Use linear combination

FUSE can also use linear score combination:

esql

FROM books METADATA _id, _index, _score
| FORK (WHERE title:"Shakespeare" | SORT _score DESC | LIMIT 100)  # Fork 1: Lexical search on title
       (WHERE semantic_title:"Shakespeare" | SORT _score DESC | LIMIT 100)  # Fork 2: Semantic search on semantic_title
| FUSE LINEAR  # Merge results using linear combination of scores (equal weights by default)
| SORT _score DESC # sort results by the new scores, since `FUSE` does not do any sorting.

Normalize scores

When combining results from semantic and lexical queries through linear combination, we recommend first normalizing the scores from each result set.

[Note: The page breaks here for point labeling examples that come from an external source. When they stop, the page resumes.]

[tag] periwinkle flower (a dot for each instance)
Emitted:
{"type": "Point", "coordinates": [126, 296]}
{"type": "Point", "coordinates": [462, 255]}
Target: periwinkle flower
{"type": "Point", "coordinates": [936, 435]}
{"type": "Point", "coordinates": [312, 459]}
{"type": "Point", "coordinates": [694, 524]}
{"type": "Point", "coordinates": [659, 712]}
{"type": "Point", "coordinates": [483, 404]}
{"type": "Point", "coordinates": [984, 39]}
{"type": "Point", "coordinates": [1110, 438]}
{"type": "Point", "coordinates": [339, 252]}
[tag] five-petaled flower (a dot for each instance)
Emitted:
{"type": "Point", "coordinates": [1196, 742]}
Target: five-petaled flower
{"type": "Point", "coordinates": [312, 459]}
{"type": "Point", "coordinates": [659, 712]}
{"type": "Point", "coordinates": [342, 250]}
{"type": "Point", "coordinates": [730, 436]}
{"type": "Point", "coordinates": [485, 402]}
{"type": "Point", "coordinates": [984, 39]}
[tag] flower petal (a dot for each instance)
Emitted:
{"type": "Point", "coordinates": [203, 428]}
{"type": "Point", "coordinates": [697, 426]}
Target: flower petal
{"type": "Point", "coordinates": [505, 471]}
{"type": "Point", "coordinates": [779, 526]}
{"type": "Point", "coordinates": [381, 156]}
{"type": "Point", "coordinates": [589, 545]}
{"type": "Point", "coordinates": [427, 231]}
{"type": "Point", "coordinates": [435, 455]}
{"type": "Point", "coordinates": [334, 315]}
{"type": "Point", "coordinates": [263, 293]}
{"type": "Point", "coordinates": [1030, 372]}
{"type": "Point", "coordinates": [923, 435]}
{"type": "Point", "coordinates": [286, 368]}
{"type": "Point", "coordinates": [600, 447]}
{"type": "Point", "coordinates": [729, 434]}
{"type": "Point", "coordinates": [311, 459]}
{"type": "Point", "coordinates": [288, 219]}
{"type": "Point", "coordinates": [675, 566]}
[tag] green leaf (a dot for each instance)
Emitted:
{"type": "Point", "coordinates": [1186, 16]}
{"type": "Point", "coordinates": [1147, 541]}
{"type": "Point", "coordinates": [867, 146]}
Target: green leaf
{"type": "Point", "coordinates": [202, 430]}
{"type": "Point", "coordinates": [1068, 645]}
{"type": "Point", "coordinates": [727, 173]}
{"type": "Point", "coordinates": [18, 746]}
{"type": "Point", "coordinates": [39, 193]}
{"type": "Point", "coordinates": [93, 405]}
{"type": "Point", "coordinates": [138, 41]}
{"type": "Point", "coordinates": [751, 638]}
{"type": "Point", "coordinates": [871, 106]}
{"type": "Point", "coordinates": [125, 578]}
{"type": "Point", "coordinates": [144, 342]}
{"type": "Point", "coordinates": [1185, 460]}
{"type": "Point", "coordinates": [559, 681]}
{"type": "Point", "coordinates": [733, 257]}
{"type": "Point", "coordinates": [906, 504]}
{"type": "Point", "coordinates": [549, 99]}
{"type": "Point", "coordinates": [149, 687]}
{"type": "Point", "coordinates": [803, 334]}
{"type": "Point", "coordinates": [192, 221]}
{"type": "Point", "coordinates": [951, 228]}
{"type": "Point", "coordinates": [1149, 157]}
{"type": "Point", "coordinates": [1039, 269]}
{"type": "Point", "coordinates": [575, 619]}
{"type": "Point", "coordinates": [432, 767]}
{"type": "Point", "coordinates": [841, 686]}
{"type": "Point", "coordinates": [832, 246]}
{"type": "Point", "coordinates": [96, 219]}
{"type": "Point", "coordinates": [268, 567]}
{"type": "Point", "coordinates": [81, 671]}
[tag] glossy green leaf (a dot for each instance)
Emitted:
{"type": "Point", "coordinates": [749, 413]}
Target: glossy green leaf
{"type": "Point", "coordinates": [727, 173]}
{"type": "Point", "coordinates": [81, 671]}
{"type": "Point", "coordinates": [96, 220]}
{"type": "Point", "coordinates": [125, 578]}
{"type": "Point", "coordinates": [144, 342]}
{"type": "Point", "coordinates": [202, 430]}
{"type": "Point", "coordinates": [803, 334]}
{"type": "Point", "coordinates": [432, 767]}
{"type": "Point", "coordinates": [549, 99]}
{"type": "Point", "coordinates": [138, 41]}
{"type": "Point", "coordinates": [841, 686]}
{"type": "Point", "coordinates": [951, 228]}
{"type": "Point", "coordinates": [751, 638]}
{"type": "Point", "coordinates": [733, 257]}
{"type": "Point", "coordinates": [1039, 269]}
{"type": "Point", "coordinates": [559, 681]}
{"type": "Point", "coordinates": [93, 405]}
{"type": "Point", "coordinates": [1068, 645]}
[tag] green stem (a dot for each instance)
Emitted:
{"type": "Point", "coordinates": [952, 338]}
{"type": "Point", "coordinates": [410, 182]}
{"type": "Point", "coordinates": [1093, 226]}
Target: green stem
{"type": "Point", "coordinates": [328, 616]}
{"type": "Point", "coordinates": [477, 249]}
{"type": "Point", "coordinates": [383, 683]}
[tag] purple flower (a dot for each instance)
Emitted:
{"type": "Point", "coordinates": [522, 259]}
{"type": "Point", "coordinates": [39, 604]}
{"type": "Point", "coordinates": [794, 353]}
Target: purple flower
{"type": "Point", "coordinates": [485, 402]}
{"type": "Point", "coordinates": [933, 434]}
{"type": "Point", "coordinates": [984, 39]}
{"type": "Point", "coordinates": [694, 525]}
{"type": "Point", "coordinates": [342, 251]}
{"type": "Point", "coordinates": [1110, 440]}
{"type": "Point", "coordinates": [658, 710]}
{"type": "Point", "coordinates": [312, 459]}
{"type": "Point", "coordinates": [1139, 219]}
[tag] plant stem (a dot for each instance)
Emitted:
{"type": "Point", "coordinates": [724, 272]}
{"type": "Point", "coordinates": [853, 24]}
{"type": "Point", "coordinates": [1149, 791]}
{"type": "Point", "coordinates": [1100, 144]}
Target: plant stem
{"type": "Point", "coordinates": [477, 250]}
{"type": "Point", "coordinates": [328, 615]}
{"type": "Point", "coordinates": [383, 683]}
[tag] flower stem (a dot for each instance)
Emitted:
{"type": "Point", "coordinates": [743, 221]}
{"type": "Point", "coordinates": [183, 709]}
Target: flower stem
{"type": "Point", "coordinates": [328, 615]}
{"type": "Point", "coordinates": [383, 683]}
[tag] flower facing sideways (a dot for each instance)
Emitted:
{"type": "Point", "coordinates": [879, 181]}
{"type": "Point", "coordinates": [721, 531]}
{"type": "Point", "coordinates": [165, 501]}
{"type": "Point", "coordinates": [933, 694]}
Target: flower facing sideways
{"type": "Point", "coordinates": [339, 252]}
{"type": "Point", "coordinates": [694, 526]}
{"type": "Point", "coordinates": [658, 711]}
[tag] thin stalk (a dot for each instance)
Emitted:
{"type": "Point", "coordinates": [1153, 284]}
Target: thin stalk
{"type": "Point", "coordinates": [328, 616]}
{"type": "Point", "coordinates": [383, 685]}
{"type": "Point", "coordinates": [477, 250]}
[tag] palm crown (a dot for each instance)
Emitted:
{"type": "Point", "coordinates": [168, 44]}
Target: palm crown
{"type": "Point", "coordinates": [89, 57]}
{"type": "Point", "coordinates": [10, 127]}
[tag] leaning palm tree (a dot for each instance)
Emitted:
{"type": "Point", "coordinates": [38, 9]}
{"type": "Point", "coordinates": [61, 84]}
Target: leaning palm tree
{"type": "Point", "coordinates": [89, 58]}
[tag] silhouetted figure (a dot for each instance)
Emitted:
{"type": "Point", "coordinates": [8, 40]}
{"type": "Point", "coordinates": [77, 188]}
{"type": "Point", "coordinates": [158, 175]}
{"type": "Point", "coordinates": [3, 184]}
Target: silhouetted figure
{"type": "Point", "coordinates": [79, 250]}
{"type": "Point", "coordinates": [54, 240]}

The following example uses minmax score normalization. This means the scores normalize and assign values between 0 and 1, before combining the rows:

esql

FROM books METADATA _id, _index, _score
| FORK (WHERE title:"Shakespeare" | SORT _score DESC | LIMIT 100)  # Fork 1: Lexical search
       (WHERE semantic_title:"Shakespeare" | SORT _score DESC | LIMIT 100)  # Fork 2: Semantic search
| FUSE LINEAR WITH { "normalizer": "minmax" }  # Linear combination with min-max normalization (scales scores to 0-1 range)
| SORT _score DESC # sort results by the new scores, since `FUSE` does not do any sorting.

Set custom weights

FUSE allows you to specify different weights to scores, based on the _fork column values, enabling you to control the relative importance of each query branch in the final results.

esql

FROM books METADATA _id, _index, _score
| FORK (WHERE title:"Shakespeare" | SORT _score DESC | LIMIT 100)  # Fork 1: Lexical search
       (WHERE semantic_title:"Shakespeare" | SORT _score DESC | LIMIT 100)  # Fork 2: Semantic search
| FUSE LINEAR WITH { "weights": { "fork1": 0.7, "fork2": 0.3 }, "normalizer": "minmax" }  # Weighted linear combination: 70% lexical, 30% semantic, with min-max normalization
| SORT _score DESC # sort results by the new scores, since `FUSE` does not do any sorting.

Limitations

These limitations can be present either when:

FUSE is not combined with FORK
FUSE doesn't use the default metadata columns _id, _index, _score and _fork
1. FUSE assumes that key_columns are single valued. When key_columns are multivalued, FUSE can produce unreliable relevance scores.
2. FUSE automatically assigns a score value of NULL if the <score_column> or <group_column> are multivalued.
3. FUSE assumes that the combination of key_columns and group_column is unique. If not, FUSE can produce unreliable relevance scores.